AIG Bonds Appealing to Wall Street

Wall Street BondsTwo bundles of bonds that once helped sink American International Group Inc. now have Wall Street salivating. Some of the biggest banks are teaming up to jockey for the securities, which may be sold in coming days by the Federal Reserve Bank of New York. The banks would then sell the bonds off to clients such as money managers, hedge funds and insurance companies.

Source: Source: WSJ | Published on April 26, 2012

With the Thursday morning bidding deadline looming, Credit Suisse AG, Goldman Sachs Group Inc. and Citigroup Inc. have joined forces in recent days, as have Bank of America Corp.,  Morgan Stanley and Nomura Holdings Inc.  Two firms that have already have interests tied to securities, Barclays PLC and the original underwriter, Deutsche Bank AG, are planning on bidding together as well.

At stake are some $7.5 billion in face value of bundles of bonds known as collateralized-debt obligations, or CDOs. While the New York Fed has previously sold securities it picked up in its AIG rescue, this batch and others in the portfolio represent some of the most complex bonds of the pre-financial crisis era.

The bonds are composed of commercial mortgage-backed securities and were issued near the peak of the real-estate boom. The CMBS are now attractive to investors because they offer substantial interest rates at a time when high-yielding debt is in short supply.

The planned sales by the regional Fed bank come more than three years after banks including Bank of America, Barclays, Deutsche, Goldman and Morgan Stanley were paid billions of dollars by AIG and the New York Fed to exit souring trades the banks had with the insurer during the crisis. The banks in late 2008 were paid a total of 100 cents on the dollar for CDOs, which had plunged in market value. Investors can now buy the securities in some cases for less than half their face value.

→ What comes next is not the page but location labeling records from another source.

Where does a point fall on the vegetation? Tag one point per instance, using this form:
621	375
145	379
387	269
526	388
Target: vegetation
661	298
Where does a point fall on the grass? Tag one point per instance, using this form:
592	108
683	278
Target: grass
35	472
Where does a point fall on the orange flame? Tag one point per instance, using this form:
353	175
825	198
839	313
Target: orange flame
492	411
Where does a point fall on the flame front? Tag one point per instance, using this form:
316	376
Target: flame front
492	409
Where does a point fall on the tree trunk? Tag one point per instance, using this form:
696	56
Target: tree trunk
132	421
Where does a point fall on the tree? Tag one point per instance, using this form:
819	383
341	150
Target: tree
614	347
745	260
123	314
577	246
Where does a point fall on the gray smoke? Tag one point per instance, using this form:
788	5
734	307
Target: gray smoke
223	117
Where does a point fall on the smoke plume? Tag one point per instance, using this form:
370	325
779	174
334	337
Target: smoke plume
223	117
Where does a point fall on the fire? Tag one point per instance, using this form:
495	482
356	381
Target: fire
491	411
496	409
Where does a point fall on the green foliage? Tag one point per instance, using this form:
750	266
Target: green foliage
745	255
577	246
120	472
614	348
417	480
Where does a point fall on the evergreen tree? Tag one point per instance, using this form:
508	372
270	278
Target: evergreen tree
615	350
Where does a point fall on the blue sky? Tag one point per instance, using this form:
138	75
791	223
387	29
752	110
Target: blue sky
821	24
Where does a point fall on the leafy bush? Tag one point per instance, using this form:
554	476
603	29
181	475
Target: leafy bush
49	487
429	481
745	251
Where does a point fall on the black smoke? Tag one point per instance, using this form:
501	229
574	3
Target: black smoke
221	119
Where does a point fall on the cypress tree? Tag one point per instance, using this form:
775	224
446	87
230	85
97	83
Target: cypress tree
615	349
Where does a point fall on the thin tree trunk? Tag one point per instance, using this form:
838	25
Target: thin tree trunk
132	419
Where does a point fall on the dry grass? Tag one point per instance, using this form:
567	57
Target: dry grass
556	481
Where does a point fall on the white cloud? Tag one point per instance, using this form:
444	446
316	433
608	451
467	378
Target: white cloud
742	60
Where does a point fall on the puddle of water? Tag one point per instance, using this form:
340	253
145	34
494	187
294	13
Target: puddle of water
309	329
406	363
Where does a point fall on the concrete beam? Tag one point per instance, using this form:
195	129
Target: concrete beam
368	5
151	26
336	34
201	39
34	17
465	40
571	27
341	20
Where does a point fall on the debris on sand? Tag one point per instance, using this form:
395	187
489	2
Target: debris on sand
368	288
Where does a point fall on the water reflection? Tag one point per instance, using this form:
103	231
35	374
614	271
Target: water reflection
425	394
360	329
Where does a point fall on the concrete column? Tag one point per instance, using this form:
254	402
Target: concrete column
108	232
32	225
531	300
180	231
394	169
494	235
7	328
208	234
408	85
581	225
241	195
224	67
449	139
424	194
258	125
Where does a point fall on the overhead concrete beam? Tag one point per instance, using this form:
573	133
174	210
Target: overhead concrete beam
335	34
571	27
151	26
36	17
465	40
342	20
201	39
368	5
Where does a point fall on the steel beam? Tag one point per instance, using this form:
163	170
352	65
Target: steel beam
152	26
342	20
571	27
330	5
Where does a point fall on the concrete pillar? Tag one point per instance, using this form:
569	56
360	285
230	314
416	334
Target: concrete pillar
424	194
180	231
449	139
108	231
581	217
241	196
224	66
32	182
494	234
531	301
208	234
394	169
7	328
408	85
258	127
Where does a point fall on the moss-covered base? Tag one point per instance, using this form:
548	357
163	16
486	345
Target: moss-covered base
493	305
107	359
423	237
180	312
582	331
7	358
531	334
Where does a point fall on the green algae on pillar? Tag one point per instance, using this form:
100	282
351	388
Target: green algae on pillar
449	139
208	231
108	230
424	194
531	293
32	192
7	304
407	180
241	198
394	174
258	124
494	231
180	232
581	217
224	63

The securities up for bid represent about one sixth of the bonds in a vehicle called Maiden Lane III that have an unpaid principal balance of $47 billion. The CDOs held in Maiden Lane III had an average fair-market value of about 36 cents on the dollar at the end of 2011.

A sale isn't certain, as the New York Fed has said that it would sell only if the price represented good value to the public. But market participants say there should be ample appetite for the securities. "It's a very good time to bring this to market," said Edward L. Shugrue III, chief executive of Talmage LLC, which has $1.7 billion invested in CMBS and real-estate debt.

That demand is drawing the interest of the banks, even though turning these bonds around will be no mere flip job: The winning bidders may have to repackage billions of dollars worth of their most arcane securities dating from the peak of the credit boom into new, highly rated bonds attractive to risk-averse investors.

"To see one of this size, that's been in isolation or one that's almost been in a cryogenic freezer for four years, that's a pretty rare event," said Darrell Wheeler, a CMBS strategist at Amherst Securities.

The bidding is the latest sign of the New York Fed's progress in selling the remnants of its 2008 rescue of AIG, which involved as much as $182 billion in aid and has left the government with a 70% stake in the insurer.

The Bank of America dealer group on Tuesday suggested in notes to investors that it might bid in the low-60 cent on the dollar range for the assets, which analysts at two other firms said were worth more than 80 cents on the dollar. The bid was probably factoring for possible costs of breaking the CDO into parts, and compensating for any decline in market prices pressured by related sales, according to analysts.

These costs are limiting what the dealers can offer the New York Fed, which could dissuade the bank from conducting the sale of the assets at all. But some dealers are trying to avoid breaking up the CDOs.

Taxpayers are unlikely to incur losses because not all the money the banks received came from the New York Fed. More than half of a $24.3 billion loan the Fed provided to fund the purchase of the CDOs has been repaid, and the securities are now worth significantly more than the remaining loan balance.

New issue volume for CMBS is a fraction of what it was during the boom years. The amount outstanding shrank by about $43 billion in the past year, to $584 billion, according to Bank of America Merrill Lynch.